HIV brain latency as measured by CSF BcL11b relates to disrupted brain cellular energy in virally suppressed HIV infection.

OBJECTIVE: We investigated whether HIV brain latency was associated with brain injury in virally suppressed HIV infection. DESIGN: Observational cross-sectional and longitudinal study. METHODS: The study included 26 virally suppressed HIV-infected men (61.5% with HIV-associated neurocognitive disorder) who undertook cerebrospinal fluid (CSF) analyses at baseline.

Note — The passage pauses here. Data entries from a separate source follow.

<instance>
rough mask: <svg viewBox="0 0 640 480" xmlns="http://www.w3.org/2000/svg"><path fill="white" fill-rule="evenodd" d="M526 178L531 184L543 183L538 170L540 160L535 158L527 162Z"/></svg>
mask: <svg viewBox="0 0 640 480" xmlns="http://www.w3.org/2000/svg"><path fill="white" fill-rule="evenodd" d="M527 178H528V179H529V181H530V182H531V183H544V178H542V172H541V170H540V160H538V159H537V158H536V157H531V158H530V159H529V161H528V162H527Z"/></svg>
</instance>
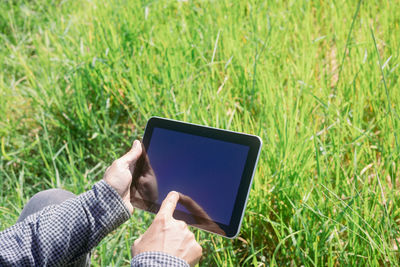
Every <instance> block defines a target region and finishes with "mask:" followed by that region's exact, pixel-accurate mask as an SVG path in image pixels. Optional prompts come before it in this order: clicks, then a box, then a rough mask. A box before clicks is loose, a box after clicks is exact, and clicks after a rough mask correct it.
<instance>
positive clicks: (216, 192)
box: [147, 127, 249, 224]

They also completed a proton magnetic resonance spectroscopy (1H MRS) and neuropsychological assessments at baseline and 18 months. To quantify whether there was residual brain HIV transcription, we measured CSF HIV-tat. As an HIV brain latency biomarker, we used concentrations of CSF BcL11b - a microglia transcription factor that inhibits HIV transcription. Concurrently, we assessed neuroinflammation with CSF neopterin, neuronal injury with CSF neurofilament light-chain (NFL), and in-vivo neurochemistry with 1H MRS of N-acetyl aspartate (NAA), choline (Cho), creatine, myo-inositol (MI), glutamine/glutamate (Glx) in the frontal white matter (FWM), posterior cingulate cortex (PCC), and caudate nucleus area. RESULTS: Baseline adjusted regression models for neopterin, NFL, and tat showed that a higher CSF BcL11b was consistently associated with lower FWM creatine (when adjusted for neopterin: ß = -0.30, P = 0.15; when adjusted for NFL: ß = -0.47, P = 0.04; and when adjusted for tat: ß = -0.47, P = 0.02). In longitudinal analyses, we found no time effect, but a consistent BcL11b altering effect on FWM creatine. The effect reached a significant moderate effect size range when corrected for CSF NFL (ß = -0.36, P = 0.02) and CSF tat (ß = -0.34, P = 0.02). CONCLUSIONS: Reduced frontal white matter total creatine may indicate subclinical HIV brain latency-related injury. H MRS may offer a noninvasive option to measure HIV brain latency.